Stroman has always had above-average spin on his stuff, especially his fastballs. His short stature ensures a low release point. Those things, in combination, should ensure the ability to attack the top of the zone and get whiffs with a riding four-seamer. That's the theory, and it's why Stroman was open to trying it out.
It did not work. Last year, Stroman used his four-seamer about 12 percent of the time throughout the first two-plus months of his campaign. During that time, he had an ERA of 5.32. After he returned from the injury that sidelined him from early June through mid-July, his ERA dropped by more than half--and so did his use of the four-seamer.
The correlation there does not imply causation, in either direction.
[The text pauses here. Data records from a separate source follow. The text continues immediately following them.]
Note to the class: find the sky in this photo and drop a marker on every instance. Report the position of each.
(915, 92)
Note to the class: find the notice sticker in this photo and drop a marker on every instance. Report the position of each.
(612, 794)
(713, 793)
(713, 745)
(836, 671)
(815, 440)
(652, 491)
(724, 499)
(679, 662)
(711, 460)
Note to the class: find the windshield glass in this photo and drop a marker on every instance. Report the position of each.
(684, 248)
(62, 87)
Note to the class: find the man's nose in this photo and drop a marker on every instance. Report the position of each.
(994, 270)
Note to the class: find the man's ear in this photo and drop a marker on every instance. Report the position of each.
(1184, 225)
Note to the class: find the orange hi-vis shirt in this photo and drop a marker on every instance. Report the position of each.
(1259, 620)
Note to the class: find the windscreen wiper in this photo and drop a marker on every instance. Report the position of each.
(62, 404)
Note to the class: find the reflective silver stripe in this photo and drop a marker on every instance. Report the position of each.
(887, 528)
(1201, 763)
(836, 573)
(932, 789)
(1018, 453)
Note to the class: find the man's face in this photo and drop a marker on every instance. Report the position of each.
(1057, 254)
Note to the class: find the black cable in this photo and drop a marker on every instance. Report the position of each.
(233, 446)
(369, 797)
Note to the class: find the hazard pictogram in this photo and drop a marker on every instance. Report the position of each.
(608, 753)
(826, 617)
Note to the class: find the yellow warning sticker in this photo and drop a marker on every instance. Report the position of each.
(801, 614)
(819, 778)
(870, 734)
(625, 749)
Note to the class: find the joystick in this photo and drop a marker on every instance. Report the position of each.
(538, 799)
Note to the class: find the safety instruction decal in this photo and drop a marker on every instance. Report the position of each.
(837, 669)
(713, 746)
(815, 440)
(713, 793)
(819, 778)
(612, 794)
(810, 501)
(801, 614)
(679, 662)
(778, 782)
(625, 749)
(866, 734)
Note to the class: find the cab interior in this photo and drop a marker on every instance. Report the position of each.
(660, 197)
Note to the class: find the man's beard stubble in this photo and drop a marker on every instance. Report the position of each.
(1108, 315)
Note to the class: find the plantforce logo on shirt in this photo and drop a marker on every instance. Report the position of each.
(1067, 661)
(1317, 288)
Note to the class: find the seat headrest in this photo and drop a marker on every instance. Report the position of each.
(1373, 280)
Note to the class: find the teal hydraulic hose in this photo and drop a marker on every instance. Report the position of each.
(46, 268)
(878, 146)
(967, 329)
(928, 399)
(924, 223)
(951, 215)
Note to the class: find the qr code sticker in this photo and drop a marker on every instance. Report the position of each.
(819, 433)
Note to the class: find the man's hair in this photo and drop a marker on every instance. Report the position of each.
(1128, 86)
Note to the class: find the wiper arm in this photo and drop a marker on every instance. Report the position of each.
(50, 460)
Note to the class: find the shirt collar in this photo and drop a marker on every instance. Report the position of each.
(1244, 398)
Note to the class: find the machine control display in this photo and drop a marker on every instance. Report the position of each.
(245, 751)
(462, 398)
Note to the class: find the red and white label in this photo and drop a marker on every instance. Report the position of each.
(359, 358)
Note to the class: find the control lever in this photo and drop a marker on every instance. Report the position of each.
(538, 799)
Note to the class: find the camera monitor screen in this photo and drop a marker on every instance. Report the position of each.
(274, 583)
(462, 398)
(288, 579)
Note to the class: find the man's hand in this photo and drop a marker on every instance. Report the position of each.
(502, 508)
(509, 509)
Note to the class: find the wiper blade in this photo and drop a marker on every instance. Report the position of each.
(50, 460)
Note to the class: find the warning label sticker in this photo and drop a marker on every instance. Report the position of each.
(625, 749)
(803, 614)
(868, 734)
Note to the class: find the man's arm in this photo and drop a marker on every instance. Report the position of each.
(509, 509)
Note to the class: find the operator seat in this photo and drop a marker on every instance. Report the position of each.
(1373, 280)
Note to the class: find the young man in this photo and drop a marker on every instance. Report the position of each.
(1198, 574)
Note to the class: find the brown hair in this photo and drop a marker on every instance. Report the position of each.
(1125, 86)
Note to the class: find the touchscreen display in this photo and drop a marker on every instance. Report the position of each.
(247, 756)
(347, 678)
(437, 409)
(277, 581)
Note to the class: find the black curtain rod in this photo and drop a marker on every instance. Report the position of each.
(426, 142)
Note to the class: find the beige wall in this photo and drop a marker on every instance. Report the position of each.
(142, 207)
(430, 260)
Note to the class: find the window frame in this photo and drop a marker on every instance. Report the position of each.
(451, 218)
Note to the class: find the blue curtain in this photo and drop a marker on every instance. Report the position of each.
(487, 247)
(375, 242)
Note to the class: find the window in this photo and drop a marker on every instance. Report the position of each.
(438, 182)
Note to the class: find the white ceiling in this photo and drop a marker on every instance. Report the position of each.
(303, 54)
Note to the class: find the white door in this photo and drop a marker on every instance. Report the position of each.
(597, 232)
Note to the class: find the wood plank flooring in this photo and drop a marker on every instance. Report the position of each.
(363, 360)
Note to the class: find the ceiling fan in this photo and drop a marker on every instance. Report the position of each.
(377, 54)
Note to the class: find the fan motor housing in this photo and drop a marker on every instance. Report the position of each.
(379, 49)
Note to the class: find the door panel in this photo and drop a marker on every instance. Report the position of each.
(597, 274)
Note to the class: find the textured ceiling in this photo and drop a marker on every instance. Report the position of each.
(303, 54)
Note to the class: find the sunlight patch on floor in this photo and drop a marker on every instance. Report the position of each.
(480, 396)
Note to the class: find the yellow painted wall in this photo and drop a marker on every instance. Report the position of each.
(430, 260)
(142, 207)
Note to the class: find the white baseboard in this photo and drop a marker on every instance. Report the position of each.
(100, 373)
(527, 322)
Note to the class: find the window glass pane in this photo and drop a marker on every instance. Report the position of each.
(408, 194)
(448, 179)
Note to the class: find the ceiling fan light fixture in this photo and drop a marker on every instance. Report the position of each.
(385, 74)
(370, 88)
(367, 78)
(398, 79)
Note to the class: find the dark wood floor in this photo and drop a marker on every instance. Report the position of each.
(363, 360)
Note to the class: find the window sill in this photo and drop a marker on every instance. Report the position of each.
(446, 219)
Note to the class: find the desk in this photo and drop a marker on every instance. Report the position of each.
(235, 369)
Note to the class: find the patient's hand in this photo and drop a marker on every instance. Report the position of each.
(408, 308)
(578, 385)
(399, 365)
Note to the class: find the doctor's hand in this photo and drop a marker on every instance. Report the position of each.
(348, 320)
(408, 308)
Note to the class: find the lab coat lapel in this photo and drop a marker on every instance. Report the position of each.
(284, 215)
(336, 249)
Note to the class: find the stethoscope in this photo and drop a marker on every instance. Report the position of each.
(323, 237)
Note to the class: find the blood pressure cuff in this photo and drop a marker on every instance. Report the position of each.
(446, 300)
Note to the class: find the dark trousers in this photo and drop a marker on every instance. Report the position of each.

Stroman's cutter took a beating early last year, too. He struggled with location and sequencing. His problems went beyond the fastball, in whatever form. Still, it's clear that the 2022 version of Stroman was not able to make effective use of that pitch, in the broader context of his arsenal.
Stroman is no quitter, though. Height doesn't measure the willingness to make thoughtful adjustments, and to try again if something doesn't work, any better than it measures heart. He's come back in 2023 with a better plan for weaponizing the fastball. He's almost exclusively using his sinker and slider (or sweeper, or slurve, or maybe it's really some of all three; he befuddles each of the major pitch-classification systems) against right-handed hitters. Against lefties, though, he's a kitchen-sink guy, and one of the many looks he's giving those hitters is the true, rising fastball.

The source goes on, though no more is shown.